The operation of this embodiment is exactly the same as the previous embodiment. However, in the above-mentioned embodiment, the ultrasonic oscillation means 50 is separately attached by attaching an insulating support 51, 51 to the internal cavity of the most advanced drill pipe 40, and this and the present invention housed in the containment vessel 8. A conductor 53.5 is connected between the transmitter 90 of the device and
3, whereas in this embodiment the entire ultrasonic oscillation means 50 is integrally attached to the containment vessel 8, the containment vessel 8 is connected to the most advanced drill pipe 40.
Easy to install.

In the above embodiment, an example was shown for the equipment for excavating a vertical shaft for drilling oil wells, gas wells, etc. However, if the equipment is filled with underground water, etc., it can be used for laying sewer pipes, etc. It can also be applied to equipment for horizontal hole drilling, equipment for transmitting data from seismic needles, etc. buried underground.

Further, in the above embodiment, an example is explained in which a signal is transmitted from the underground side to the earth surface side, but it goes without saying that signal transmission from the earth surface side to the underground side, or bidirectional signal transmission is also possible.

Furthermore, in the above embodiment, a large number of drill pipes 4.4...
Although the ultrasonic waves are propagated using muddy water as a medium that fills the space within the drill string, it goes without saying that ordinary liquid such as water or gas such as air may also be used.

〔effect〕

As described above, according to the present invention, signals are propagated in the form of ultrasonic waves using the fluid filled in the underground cavity as a medium. Compared to conventional devices that use electromagnetic waves as a medium, the receiving sensitivity on the ground is high, the S/N is high, and there is no risk of damaging the mechanical strength of the drill pipe as a conductor.

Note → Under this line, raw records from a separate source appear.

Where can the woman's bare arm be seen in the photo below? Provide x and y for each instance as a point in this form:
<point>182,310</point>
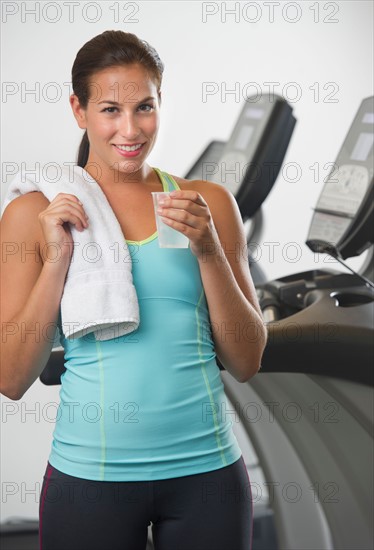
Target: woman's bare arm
<point>30,296</point>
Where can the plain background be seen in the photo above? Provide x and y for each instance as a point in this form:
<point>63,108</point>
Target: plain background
<point>319,55</point>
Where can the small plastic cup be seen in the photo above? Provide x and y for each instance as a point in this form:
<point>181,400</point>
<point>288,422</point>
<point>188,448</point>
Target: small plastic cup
<point>168,237</point>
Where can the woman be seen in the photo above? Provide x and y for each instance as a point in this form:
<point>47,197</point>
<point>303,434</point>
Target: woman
<point>162,450</point>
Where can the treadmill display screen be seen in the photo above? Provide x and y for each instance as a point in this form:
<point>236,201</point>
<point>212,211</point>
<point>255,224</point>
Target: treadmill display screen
<point>363,146</point>
<point>243,138</point>
<point>368,118</point>
<point>254,113</point>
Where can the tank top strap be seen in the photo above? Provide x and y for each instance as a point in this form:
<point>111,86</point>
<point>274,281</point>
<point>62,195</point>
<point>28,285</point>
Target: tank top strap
<point>167,180</point>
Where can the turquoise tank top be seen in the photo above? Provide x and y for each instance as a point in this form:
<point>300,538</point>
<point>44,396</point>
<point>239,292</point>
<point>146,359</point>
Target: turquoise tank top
<point>151,404</point>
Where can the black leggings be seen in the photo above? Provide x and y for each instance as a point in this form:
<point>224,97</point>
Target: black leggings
<point>209,511</point>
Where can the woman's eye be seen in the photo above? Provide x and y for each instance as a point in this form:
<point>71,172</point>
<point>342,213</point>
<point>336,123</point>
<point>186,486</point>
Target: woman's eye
<point>146,107</point>
<point>109,110</point>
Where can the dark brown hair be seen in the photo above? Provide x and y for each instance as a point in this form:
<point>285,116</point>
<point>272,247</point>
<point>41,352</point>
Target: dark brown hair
<point>110,49</point>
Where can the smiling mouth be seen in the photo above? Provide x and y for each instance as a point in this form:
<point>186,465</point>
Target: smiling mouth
<point>129,148</point>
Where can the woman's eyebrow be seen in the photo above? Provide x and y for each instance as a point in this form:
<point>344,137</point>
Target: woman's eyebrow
<point>116,104</point>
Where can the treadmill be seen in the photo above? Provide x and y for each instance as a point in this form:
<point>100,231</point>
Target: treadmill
<point>309,412</point>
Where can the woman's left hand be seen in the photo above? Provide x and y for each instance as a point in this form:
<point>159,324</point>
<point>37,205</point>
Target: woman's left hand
<point>187,212</point>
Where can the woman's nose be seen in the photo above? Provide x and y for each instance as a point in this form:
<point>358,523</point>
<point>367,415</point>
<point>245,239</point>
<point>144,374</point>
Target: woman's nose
<point>128,127</point>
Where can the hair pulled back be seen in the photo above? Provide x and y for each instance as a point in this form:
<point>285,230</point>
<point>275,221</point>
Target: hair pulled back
<point>110,49</point>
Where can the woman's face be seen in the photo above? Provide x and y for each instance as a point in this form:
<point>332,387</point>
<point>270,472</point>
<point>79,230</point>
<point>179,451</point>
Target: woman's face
<point>121,118</point>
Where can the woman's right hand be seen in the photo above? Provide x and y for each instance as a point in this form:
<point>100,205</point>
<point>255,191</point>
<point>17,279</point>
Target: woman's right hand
<point>62,210</point>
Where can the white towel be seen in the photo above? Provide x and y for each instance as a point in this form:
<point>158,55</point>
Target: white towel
<point>99,295</point>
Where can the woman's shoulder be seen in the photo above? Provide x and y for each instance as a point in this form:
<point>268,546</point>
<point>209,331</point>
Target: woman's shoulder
<point>201,186</point>
<point>20,217</point>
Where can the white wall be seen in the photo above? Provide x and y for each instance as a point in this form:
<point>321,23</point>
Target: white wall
<point>334,58</point>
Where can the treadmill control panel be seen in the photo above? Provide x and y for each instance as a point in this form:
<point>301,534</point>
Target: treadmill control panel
<point>343,215</point>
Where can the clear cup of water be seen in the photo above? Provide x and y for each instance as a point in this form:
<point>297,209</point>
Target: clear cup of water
<point>168,237</point>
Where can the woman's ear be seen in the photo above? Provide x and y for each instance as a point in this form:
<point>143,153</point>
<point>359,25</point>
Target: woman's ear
<point>78,111</point>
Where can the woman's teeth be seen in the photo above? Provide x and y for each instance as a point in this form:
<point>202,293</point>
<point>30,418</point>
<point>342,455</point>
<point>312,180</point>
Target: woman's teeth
<point>127,148</point>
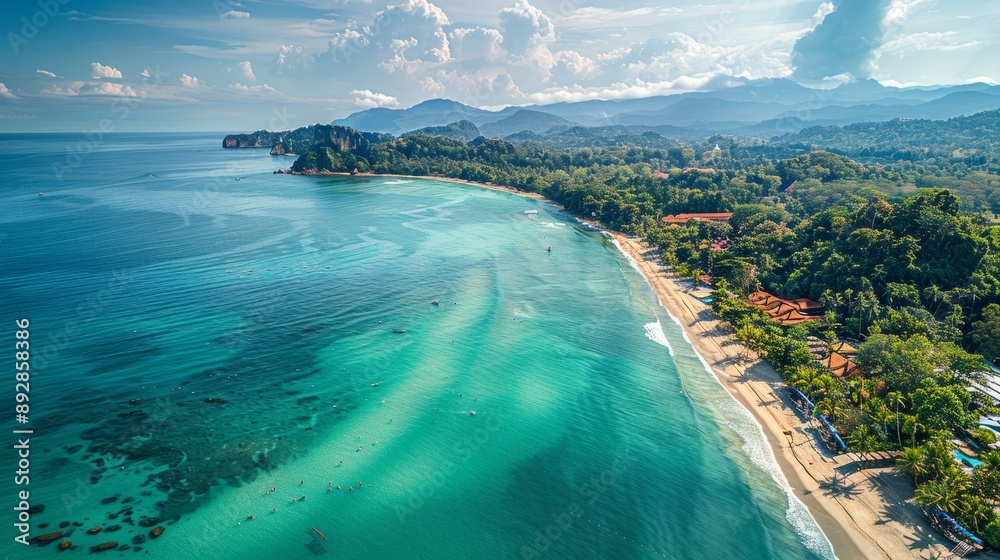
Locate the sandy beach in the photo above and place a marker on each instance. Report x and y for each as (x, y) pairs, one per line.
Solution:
(864, 513)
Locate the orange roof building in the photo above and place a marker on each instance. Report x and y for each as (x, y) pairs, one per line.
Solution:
(841, 366)
(781, 311)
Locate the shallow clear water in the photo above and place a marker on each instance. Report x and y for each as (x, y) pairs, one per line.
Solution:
(166, 269)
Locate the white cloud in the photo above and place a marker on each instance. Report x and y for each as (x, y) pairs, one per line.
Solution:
(938, 41)
(368, 99)
(98, 70)
(234, 14)
(244, 69)
(982, 80)
(252, 89)
(825, 9)
(109, 88)
(591, 16)
(900, 10)
(92, 88)
(479, 43)
(71, 89)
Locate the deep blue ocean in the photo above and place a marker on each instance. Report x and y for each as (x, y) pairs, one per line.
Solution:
(203, 331)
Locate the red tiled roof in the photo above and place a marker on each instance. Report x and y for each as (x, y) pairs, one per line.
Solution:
(710, 216)
(841, 366)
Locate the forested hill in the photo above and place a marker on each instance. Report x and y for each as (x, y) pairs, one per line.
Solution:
(903, 138)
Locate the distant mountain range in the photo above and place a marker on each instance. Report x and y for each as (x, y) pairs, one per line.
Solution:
(762, 108)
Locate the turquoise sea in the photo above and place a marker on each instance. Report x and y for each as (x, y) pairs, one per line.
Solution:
(203, 331)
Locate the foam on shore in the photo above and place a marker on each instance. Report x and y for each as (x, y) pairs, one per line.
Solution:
(756, 446)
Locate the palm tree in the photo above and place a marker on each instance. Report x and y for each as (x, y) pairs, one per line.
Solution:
(913, 462)
(895, 399)
(946, 493)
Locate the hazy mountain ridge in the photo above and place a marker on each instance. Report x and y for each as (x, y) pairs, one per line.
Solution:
(738, 110)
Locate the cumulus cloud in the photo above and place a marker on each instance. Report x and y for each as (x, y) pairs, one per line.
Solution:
(98, 70)
(244, 69)
(93, 88)
(938, 41)
(109, 88)
(369, 100)
(69, 90)
(252, 89)
(847, 41)
(476, 44)
(525, 26)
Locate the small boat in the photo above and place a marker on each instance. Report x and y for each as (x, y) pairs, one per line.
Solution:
(104, 546)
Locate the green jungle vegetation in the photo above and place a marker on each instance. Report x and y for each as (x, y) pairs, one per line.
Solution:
(892, 226)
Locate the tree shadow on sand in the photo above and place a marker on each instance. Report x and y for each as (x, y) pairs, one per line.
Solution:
(896, 489)
(839, 487)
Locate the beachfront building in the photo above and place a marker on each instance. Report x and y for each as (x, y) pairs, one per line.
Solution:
(786, 312)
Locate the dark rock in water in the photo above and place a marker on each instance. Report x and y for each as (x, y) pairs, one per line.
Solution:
(48, 537)
(104, 546)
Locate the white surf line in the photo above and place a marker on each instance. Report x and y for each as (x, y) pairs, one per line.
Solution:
(808, 533)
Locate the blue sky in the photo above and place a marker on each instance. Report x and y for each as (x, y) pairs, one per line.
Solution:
(227, 65)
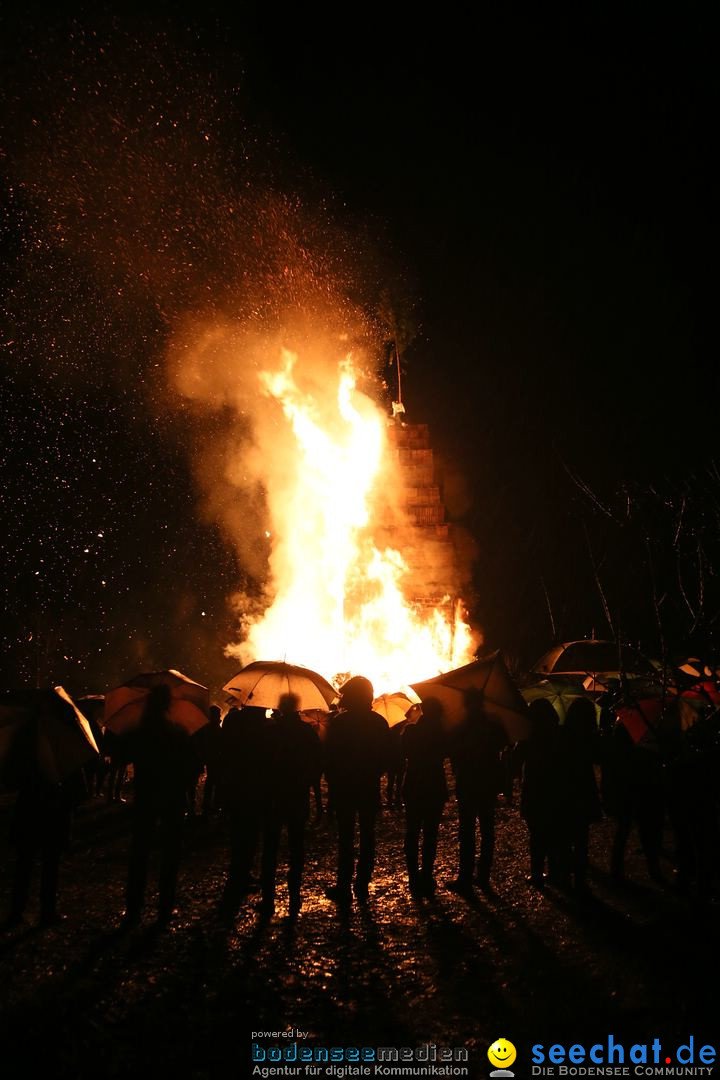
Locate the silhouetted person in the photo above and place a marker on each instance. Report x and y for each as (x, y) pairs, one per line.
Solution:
(40, 824)
(243, 784)
(95, 770)
(475, 748)
(424, 793)
(163, 765)
(581, 801)
(291, 752)
(356, 752)
(540, 793)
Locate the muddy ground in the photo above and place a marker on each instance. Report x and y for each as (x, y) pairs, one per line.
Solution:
(637, 962)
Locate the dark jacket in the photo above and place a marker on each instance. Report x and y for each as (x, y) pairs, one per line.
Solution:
(357, 750)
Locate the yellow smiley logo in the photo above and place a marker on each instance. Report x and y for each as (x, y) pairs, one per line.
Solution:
(502, 1053)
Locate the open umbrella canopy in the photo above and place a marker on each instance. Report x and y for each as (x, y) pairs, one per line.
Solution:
(396, 707)
(58, 737)
(593, 658)
(263, 683)
(189, 701)
(502, 699)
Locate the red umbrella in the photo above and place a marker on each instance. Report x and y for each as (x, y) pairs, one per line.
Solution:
(189, 701)
(501, 698)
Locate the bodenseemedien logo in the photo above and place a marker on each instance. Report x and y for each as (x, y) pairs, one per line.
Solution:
(502, 1053)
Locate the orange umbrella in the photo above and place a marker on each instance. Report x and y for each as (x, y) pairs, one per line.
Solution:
(395, 707)
(502, 700)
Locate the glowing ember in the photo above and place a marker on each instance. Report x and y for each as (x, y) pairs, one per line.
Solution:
(339, 603)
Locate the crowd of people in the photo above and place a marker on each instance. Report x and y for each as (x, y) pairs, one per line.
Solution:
(260, 770)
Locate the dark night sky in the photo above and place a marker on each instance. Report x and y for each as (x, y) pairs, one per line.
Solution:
(544, 187)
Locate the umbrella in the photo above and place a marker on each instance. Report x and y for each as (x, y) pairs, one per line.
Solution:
(395, 707)
(559, 694)
(593, 658)
(263, 683)
(62, 739)
(189, 701)
(501, 697)
(639, 719)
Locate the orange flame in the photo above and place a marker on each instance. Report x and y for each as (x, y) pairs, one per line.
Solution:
(339, 605)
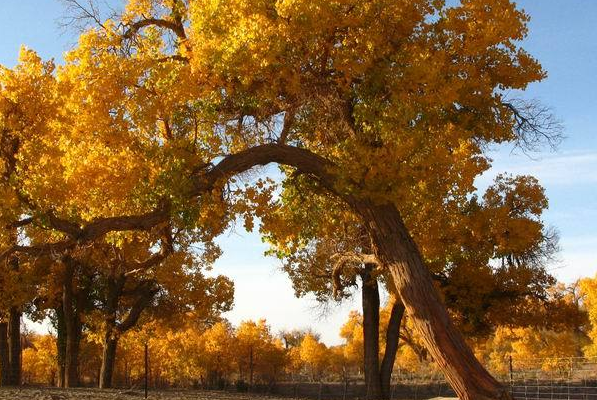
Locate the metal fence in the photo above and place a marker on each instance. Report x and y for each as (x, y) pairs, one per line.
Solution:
(570, 378)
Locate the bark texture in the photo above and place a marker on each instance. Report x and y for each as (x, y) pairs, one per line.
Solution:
(370, 296)
(4, 360)
(60, 344)
(14, 347)
(72, 326)
(392, 341)
(396, 249)
(393, 246)
(108, 360)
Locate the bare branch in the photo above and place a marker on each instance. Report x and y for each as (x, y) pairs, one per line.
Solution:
(534, 124)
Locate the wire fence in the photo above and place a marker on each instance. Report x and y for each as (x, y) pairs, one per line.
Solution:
(569, 378)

[Brief explanation of the drawing]

FIG. 1 is a schematic diagram showing the configuration of an underground communication device of the present invention, FIG. 2 is a schematic diagram showing the configuration of its ultrasonic oscillation means, and FIG. 3 is an ultrasonic oscillation means of another embodiment of the present invention. FIG. 4.5 is an explanatory diagram of the prior art. 2... Geological formation 3... Oil well 4... Drill pipe 5... Pinto 11... Amplifier 5o... Ultrasonic oscillation means 60... Ultrasonic reception means 9o...
- Transmitter unit Note that the same reference numerals in each figure indicate the same or corresponding parts.

Claims (1)

[Claims] 1. An underground communication device that transmits a signal from a transmitter to a receiver via a fluid filled in an underground cavity, wherein the underground communication device is located in the fluid in the cavity, and the transmission an ultrasonic oscillator that converts and outputs a signal output from the ultrasonic oscillator into an ultrasonic wave; and an ultrasonic oscillator positioned in the fluid in the cavity that receives the ultrasonic wave emitted from the ultrasonic oscillator and converts it into an electrical signal. What is claimed is: 1. An underground communication device characterized by comprising: ultrasonic receiving means for transmitting ultrasonic waves to the user. 2. The underground communication device according to claim 1, wherein the underground cavity is an internal cavity of a drill pipe for excavating earth, and the fluid is muddy water filling the internal cavity of the drill pipe. 3. The underground communication device according to claim 1, wherein the ultrasonic oscillation means is a spark gap.